Not as popular and big as the ancient city of Tikal, Yaxhá is the perfect extend for those who want to explore more the Mayan culture and get an easy access to it.
Guatemala is known for having thousands of archeological Mayan ruins and while the lost city of Tikal is known as the capital of Mayan civilization, there are still more than 60.000 hidden Mayan structures. Most of these are located very deep in the jungle and some have not even been discovered by archeologists yet.
Petén: The heart of Mayan culture
The region of Petén is probably where the Maya empire started and the best location for travelers to start exploring the Maya culture. Here, Tikal is a must, but for those with some extra time and a desire to explore a less touristic, more natural and at the same time well preserved Maya city, Yaxhá is the place to go.
Yaxhá is located only 30 km southeast from Tikal and this former Maya city is one the most beautiful archeological sites in Petén. Its well-preserved structures and impressive architecture astonish travelers looking to get a more real perception of the Maya culture and how it was to explore these hidden cities hundreds of year ago. Reaching Yaxhá from Flores takes several hours, and most tour companies combine tours to Yáxha and Tikal.
Tikal and Yaxhá were only neighboring cities, but nowadays they look very different. Each of these locations have its own beauty and although visiting both at the same time sounds the easiest and most comfortable way to explore Guatemalan ruins, these Mayan sites are better to visit separately and in a very slow pace. Traveling around these two places in the same day can be a little bit exhausting and overwhelming – climate is hot and humidity averages 85% all year round.
As many archeological Mayan sites in Guatemala, the Mayan city of Yaxhá is part of a national park and just like Tikal, visitors have to pay an entrance fee (80 GTQ). However, Yaxhá is not as commercialized as Tikal and travelers visiting this national park will feel way closer to nature. Structures have been restored over the years and the jungle fauna and flora has been preserved in a great way. The park has been serving as a refuge for several species of animals and listening the calls of howler monkeys or toucans while wandering inside the jungle became for me at some point very common – still, it never stopped surprising me. For moments I could imagine how it felt for the Spanish conquerors to walk around the Guatemalan jungles and hear all these kinds of exotic animals just meters away.
Inside info: Visitors can stay overnight at Yaxhá. Budget huts next to the lakeside are available and there is even an ecological hotel located only 5 minutes away from the ruins. Glamping has become also another option for those you are looking for a more adventurous, but at the same time luxurious experience.
A world that has not been fully discovered
Yaxhá is not the only archeological site you can visit.

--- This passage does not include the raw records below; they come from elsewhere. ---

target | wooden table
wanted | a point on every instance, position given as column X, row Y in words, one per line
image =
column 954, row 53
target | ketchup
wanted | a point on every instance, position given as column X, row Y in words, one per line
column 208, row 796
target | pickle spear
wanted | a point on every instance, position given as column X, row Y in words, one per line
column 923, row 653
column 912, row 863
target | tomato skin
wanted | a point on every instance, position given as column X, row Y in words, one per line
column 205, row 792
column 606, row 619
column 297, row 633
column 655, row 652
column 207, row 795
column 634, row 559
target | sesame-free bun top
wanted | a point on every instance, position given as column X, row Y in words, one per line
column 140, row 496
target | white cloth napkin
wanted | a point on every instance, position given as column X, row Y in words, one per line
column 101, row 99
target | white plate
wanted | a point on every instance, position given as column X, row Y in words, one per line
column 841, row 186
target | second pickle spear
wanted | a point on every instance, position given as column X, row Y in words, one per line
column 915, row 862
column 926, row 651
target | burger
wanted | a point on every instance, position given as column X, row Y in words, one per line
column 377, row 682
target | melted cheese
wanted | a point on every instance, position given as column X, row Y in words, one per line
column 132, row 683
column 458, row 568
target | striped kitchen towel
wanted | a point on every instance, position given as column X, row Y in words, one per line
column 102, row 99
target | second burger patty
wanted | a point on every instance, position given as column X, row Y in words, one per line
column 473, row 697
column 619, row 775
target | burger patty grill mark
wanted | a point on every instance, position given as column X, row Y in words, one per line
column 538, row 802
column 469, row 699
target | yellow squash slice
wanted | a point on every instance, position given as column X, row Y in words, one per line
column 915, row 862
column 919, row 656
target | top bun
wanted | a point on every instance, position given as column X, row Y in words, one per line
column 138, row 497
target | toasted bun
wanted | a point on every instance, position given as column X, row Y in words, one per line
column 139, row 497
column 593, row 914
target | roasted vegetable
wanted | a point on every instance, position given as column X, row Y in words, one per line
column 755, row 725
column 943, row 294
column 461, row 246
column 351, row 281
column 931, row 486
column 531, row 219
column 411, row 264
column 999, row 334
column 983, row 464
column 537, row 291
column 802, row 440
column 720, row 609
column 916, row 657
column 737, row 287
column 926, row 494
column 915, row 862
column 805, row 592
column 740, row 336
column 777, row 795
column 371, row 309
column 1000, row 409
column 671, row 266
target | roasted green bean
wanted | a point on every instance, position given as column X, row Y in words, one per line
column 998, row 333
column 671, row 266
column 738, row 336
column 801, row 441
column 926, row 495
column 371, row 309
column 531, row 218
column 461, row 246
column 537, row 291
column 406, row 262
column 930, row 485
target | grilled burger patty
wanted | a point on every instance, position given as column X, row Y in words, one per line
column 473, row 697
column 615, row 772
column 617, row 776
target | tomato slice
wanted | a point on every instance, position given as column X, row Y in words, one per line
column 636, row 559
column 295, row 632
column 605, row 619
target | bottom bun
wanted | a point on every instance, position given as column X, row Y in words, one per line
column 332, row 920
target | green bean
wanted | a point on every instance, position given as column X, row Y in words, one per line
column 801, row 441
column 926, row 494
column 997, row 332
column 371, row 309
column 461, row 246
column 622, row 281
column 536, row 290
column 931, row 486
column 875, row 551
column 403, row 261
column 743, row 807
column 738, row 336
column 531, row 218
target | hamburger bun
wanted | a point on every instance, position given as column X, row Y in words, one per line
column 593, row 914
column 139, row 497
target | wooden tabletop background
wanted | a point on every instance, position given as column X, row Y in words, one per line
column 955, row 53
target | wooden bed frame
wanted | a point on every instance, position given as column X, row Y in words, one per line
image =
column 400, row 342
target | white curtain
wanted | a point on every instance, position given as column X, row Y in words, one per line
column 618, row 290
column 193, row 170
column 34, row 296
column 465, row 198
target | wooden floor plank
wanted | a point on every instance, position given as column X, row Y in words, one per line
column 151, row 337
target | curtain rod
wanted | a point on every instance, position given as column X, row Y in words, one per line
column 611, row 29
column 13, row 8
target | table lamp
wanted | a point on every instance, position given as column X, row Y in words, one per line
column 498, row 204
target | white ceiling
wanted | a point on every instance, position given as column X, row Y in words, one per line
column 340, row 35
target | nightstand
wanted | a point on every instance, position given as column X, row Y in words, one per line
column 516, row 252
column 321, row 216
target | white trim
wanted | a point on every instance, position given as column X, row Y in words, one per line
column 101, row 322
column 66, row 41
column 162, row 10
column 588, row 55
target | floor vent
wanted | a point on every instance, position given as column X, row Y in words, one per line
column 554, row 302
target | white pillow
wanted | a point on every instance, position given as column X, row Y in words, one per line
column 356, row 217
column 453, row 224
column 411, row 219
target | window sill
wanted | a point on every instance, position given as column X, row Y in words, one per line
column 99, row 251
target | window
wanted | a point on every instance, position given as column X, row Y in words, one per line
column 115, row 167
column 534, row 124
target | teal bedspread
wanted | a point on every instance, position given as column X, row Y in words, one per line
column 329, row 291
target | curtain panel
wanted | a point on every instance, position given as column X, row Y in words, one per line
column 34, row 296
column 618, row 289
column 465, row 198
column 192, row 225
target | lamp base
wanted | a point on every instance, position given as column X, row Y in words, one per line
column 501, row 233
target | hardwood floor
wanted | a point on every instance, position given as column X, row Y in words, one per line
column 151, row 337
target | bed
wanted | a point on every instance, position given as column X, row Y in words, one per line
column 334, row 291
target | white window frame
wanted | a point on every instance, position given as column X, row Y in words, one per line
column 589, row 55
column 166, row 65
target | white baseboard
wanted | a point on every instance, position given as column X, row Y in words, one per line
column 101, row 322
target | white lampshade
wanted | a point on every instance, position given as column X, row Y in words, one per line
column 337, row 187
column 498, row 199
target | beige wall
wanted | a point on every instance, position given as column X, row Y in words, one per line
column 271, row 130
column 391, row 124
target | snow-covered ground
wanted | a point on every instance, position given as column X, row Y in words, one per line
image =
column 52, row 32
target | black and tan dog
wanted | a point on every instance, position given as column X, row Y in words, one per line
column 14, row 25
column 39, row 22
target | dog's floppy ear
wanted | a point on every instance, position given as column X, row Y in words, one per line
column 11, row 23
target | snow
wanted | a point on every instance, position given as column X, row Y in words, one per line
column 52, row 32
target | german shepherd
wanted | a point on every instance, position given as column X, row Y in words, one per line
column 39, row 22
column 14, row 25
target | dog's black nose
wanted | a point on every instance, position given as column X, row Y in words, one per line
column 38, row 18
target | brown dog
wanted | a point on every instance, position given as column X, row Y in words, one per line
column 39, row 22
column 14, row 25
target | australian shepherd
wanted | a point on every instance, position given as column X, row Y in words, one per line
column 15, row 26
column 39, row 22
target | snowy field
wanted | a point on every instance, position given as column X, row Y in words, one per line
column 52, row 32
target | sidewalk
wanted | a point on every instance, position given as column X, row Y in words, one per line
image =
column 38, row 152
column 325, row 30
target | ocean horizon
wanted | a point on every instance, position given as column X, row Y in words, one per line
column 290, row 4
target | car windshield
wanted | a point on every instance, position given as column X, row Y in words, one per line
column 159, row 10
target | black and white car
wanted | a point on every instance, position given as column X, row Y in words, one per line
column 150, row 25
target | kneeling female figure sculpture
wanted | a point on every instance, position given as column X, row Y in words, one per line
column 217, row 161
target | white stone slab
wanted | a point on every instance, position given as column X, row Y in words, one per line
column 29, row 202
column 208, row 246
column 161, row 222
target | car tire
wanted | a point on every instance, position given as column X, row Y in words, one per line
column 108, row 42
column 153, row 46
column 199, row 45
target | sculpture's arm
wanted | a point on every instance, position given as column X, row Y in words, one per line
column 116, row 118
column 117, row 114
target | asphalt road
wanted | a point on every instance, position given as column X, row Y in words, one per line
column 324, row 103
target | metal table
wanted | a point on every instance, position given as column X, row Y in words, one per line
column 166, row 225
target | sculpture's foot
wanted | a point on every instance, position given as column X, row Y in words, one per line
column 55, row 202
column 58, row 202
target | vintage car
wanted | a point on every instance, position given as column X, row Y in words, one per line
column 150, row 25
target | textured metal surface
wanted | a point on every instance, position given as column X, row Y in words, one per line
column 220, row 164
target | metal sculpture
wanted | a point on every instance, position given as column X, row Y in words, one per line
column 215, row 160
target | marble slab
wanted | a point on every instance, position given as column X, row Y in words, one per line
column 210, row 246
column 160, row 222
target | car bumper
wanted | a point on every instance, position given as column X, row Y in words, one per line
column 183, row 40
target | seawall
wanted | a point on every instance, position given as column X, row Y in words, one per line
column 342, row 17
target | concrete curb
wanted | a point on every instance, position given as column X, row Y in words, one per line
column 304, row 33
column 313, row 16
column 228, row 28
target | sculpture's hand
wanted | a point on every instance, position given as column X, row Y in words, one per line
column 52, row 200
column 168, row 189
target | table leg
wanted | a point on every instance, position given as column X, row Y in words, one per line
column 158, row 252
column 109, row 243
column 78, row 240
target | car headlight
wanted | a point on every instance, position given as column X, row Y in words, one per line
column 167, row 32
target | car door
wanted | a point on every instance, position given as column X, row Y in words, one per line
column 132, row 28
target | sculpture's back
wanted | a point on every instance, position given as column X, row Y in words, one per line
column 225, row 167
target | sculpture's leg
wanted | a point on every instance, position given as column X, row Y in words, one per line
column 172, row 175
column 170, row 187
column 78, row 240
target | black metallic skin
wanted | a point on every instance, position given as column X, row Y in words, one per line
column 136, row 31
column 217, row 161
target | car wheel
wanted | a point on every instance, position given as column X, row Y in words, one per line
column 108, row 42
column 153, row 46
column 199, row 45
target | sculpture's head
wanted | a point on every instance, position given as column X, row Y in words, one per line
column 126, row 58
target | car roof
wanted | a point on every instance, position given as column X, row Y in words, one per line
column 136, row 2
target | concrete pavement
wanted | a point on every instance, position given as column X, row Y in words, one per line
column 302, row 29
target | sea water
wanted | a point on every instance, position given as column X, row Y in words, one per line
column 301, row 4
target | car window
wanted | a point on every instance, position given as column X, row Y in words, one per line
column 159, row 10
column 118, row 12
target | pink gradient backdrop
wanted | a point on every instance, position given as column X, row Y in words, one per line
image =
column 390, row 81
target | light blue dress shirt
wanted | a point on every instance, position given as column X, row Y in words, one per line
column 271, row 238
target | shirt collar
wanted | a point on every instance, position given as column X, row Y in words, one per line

For those with bigger interest in Mayan history and adventure, there are more ruins deeper in the jungle and available to the public. The archeological sites of El Mirador, Dos Lagunas, Uaxactun and the southern cities around Petaxbatun area are playgrounds for those who love trekking, camping in the middle of the jungle and exploring places rich in history and culture.
In the bigger picture, we just know a little bit about the Mayans and many archeological sites are still unexplored by archeologists. However, there is an important recognition about the significance of these sites in history and the Guatemalan government is taking proper care of it.
Visiting Yaxhá means getting lost in between more than 500 archeological structures, including clusters with pyramidal temples, astronomical observatories and abandoned complexes. Yet, the Yaxhá National Park as well Tikal National Park are just the tip of the iceberg and a visit to Petén can be as adventurous, individual and exciting as you want it to be.
Yaxhá took me around two hours to walk around and unfortunately, I had to go. Still, if I had the chance to go back there, I would simply find a spot for myself, sit down for some hours, close my eyes and hear the harmonious sounds of the jungle in its purest form.